Did you know that the same Living One who was Hagar’s God is your God, too? The God who saw her in the desert is the same God who sees you in yours. What has taken you to the desert may not be the same thing that drove Hagar there. For her it had been the pregnancy, lack of love, and mistreatment. You may be in the desert because of those things or maybe it is something else. You might feel alone out there because of problems at work, marital conflicts, struggles with your family, no sense of belonging . . . anything. Either way, you are alone. Or are you? Hagar thought she was, but she thought wrong. God saw her, spoke to her, and saved her.

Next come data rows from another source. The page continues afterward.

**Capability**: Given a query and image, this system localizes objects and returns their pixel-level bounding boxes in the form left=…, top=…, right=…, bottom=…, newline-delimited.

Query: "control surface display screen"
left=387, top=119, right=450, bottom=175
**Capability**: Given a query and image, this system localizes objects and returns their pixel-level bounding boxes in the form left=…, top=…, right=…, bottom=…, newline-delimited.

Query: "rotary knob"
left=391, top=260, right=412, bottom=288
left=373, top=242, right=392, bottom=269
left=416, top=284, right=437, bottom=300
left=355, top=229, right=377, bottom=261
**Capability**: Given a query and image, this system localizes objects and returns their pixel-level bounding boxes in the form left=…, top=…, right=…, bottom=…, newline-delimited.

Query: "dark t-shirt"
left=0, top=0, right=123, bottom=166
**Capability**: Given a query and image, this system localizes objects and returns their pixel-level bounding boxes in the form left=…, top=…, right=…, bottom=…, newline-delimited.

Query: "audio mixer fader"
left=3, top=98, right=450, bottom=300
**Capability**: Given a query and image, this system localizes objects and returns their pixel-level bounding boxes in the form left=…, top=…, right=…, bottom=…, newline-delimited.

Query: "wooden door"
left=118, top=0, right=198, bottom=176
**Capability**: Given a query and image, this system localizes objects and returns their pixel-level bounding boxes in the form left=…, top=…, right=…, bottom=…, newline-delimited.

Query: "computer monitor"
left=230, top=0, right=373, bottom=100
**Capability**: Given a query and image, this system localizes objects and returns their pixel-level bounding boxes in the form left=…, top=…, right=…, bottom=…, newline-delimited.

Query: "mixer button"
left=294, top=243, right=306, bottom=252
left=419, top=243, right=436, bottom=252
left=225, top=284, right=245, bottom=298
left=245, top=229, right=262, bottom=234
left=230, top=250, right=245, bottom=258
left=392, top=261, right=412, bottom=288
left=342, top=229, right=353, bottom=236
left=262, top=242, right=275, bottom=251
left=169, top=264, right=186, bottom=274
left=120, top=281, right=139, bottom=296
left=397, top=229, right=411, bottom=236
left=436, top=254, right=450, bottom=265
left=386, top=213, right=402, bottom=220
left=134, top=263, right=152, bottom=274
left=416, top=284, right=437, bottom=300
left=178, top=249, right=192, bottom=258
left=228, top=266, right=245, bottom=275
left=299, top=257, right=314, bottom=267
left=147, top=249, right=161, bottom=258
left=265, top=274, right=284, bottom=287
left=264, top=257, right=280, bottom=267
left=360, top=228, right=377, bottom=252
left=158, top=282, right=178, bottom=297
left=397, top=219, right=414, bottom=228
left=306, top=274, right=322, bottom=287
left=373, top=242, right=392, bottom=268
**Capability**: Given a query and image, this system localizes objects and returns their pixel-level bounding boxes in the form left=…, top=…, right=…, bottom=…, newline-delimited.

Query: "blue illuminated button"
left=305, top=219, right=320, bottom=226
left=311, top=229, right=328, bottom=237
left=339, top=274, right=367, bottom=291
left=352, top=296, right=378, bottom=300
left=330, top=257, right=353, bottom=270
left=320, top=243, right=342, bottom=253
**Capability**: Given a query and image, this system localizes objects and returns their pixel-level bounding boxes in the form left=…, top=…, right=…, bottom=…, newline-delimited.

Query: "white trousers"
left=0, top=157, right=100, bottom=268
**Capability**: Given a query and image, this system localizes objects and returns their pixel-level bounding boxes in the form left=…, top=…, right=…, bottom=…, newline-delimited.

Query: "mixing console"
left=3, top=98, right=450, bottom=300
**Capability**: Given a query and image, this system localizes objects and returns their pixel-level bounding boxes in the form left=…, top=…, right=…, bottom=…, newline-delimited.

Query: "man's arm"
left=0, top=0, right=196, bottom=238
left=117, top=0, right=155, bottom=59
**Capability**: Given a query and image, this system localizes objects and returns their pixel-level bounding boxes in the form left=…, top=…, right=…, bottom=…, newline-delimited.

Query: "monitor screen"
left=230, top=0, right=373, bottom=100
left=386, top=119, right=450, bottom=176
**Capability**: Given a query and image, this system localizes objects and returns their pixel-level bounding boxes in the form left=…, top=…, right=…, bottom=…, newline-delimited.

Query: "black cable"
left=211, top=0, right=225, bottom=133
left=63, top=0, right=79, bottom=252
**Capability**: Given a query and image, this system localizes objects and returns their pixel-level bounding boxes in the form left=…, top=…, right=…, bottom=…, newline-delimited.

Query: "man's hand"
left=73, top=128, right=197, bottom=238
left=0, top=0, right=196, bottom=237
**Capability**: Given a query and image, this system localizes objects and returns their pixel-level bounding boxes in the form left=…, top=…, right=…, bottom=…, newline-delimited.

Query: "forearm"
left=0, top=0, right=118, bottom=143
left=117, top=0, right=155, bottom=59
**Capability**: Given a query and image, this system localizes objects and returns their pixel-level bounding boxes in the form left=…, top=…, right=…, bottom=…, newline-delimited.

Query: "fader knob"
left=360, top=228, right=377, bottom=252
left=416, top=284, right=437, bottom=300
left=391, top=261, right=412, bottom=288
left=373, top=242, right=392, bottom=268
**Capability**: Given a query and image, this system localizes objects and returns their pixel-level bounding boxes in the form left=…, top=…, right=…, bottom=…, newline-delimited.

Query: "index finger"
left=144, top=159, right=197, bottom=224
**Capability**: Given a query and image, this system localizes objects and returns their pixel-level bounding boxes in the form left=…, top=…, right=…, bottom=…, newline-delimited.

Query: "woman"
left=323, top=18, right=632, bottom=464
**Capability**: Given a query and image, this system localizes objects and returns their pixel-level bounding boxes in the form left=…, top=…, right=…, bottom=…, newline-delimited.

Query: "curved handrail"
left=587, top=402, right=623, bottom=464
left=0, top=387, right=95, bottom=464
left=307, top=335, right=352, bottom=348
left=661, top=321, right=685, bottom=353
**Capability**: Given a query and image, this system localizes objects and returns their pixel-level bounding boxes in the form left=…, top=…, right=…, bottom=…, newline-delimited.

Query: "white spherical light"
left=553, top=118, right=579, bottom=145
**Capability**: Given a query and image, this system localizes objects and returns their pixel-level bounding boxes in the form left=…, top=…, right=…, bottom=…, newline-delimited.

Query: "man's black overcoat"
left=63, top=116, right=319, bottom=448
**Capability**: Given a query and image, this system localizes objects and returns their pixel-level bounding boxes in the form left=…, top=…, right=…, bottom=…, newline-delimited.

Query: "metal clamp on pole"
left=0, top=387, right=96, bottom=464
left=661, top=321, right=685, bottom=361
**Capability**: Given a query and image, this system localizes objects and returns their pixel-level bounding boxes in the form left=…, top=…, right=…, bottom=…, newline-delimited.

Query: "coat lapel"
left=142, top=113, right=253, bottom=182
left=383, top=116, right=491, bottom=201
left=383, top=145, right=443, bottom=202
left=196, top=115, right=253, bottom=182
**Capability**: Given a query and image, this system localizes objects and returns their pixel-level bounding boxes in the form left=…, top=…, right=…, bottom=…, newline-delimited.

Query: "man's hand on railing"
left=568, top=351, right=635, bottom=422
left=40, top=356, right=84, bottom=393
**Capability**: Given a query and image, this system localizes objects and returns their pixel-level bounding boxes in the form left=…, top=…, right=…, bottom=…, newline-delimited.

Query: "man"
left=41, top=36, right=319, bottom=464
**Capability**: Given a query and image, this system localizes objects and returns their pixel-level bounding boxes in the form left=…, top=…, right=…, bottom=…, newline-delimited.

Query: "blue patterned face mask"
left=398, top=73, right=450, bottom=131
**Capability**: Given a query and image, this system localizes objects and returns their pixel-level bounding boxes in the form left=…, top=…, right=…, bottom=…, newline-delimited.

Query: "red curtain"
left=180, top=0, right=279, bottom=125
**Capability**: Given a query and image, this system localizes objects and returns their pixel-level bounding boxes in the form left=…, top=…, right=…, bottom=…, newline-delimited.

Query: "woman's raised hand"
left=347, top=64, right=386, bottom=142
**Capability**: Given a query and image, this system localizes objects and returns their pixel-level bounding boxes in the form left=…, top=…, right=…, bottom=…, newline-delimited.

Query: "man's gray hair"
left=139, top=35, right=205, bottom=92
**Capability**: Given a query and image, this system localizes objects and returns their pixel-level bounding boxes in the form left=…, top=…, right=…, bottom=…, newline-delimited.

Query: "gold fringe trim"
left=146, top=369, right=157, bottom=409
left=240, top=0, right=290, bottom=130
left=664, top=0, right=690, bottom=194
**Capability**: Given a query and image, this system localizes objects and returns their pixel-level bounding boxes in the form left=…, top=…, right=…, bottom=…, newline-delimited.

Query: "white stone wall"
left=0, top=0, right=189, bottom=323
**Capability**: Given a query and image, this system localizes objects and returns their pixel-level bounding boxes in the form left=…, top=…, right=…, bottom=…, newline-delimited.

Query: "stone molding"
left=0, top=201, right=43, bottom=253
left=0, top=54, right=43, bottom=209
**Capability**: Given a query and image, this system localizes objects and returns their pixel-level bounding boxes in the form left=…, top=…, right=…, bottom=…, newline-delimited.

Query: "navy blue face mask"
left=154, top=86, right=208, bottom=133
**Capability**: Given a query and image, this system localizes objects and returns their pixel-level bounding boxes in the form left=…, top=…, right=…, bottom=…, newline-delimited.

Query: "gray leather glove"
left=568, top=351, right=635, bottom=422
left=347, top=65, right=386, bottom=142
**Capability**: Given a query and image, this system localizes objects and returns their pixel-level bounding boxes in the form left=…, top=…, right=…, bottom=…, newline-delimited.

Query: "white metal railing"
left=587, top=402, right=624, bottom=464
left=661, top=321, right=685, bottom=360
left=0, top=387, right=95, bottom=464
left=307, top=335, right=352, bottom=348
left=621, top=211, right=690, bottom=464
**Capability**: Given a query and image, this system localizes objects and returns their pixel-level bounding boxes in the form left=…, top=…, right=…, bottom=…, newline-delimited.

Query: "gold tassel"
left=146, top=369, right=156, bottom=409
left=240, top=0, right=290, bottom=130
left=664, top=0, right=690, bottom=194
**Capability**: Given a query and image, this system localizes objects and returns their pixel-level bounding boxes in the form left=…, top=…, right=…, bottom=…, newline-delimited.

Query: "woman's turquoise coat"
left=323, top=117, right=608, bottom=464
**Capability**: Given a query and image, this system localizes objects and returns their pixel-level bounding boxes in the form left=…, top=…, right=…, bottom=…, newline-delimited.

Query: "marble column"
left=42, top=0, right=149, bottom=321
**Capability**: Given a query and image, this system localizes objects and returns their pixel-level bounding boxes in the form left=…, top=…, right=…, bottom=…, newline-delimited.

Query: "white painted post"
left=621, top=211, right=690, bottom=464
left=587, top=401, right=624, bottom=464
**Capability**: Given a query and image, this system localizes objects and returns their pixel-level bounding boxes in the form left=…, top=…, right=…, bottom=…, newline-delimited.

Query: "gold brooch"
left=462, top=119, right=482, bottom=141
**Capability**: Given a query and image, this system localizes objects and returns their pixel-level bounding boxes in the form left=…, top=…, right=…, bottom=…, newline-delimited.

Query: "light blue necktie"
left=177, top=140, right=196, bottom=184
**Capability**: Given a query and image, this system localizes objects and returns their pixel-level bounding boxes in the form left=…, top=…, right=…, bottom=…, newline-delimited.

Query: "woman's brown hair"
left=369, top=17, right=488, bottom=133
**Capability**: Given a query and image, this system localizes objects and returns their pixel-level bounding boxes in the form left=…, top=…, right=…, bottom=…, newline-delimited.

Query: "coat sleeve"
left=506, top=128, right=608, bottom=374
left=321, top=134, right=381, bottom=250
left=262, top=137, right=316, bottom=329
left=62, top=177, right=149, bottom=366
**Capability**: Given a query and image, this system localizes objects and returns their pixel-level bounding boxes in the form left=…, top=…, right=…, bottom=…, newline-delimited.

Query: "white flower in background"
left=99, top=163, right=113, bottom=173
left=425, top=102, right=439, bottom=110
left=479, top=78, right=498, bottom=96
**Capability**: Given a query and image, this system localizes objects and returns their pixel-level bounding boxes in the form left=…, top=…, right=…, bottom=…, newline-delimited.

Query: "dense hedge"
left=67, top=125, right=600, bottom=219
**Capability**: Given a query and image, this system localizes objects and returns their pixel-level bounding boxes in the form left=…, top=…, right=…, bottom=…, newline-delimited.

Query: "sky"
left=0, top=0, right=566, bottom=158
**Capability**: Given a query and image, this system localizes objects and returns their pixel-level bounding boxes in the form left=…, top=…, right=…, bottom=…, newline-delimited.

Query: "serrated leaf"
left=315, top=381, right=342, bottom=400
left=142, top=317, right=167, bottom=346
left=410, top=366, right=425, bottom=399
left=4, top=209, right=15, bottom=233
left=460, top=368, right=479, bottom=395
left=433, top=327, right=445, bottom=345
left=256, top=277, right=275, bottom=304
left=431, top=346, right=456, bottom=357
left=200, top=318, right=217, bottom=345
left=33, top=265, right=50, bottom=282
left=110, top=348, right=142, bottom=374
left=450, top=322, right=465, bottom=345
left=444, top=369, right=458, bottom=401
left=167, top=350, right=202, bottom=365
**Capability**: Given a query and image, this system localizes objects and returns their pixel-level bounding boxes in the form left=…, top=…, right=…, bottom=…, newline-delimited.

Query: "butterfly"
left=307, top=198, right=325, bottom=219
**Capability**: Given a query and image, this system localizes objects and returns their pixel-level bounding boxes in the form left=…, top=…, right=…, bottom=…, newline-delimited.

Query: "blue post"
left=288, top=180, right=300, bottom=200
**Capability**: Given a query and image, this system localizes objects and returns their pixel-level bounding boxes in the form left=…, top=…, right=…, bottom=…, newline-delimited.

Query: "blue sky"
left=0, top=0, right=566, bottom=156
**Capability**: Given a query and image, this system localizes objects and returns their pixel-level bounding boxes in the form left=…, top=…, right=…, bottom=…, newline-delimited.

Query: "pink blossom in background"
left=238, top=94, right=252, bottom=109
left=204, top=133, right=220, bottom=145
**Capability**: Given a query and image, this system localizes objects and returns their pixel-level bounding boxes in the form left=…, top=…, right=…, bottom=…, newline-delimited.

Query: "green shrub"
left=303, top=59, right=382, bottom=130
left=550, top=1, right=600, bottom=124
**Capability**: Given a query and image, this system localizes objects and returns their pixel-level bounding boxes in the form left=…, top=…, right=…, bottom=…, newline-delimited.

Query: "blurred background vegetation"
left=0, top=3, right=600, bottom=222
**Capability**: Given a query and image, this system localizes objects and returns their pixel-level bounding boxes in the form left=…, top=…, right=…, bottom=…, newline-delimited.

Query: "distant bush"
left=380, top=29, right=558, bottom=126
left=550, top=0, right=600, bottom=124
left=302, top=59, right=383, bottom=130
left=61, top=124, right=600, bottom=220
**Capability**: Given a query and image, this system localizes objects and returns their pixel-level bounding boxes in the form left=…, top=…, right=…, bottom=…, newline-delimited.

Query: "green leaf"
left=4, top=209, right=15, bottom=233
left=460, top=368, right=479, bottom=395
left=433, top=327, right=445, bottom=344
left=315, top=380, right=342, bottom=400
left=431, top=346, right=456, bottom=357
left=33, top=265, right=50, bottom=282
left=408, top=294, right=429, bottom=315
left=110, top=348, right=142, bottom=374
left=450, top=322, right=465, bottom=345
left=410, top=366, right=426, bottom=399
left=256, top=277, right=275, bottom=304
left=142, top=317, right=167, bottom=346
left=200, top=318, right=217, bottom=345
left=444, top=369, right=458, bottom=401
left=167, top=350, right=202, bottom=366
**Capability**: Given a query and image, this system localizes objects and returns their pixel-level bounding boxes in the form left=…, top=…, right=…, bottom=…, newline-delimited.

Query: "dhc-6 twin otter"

Be mindful of the Living One Who Sees. He sees you in your desert (just think about it), he’s speaking to you (just listen to him), and he's saved you (just remember that).

When it all seems to be coming down around you, take a trip. Take a trip to a well named Beer Lahai Roi. The place of refuge is still there (vs 14) even if the well itself isn’t.

Monday, November 24, 2014

Unbelievable Promises - Genesis 15

The old man could not believe it. Abram was closing in on being a century old, and God made him a promise – an unbelievable promise. God told childless Abram to find his old ball glove because he would need it to teach his boy to play third base. God directed the husband of a barren wife to clear out the study and make room for a baby crib. “This is unbelievable,” Abram said. “Believe it because it's true,” God replied with a smile.

Once all of the details were laid out, God said it was time to make a covenant. He wanted it written in blood so that Abram would know that he meant business. So, Abram followed God’s commands and the agreement was made.

God has made another unbelievable promise. He's promised time-worn sinners like us life with him! Unbelievable! The imperfect in the same dwelling as the Perfect. It is unbelievable because it just does not add up. It is a promise because God said it.

How can we, like Abram, believe something so staggering? Because of a bloody covenant. No animals this time, but a son. No animal was good enough to be a part of this agreement. Only God himself could provide the necessary element. And so it was done on a hill called Golgotha. Jesus followed God's commands and the agreement was made.

Take a look again at the first four words in verse 6. Do you?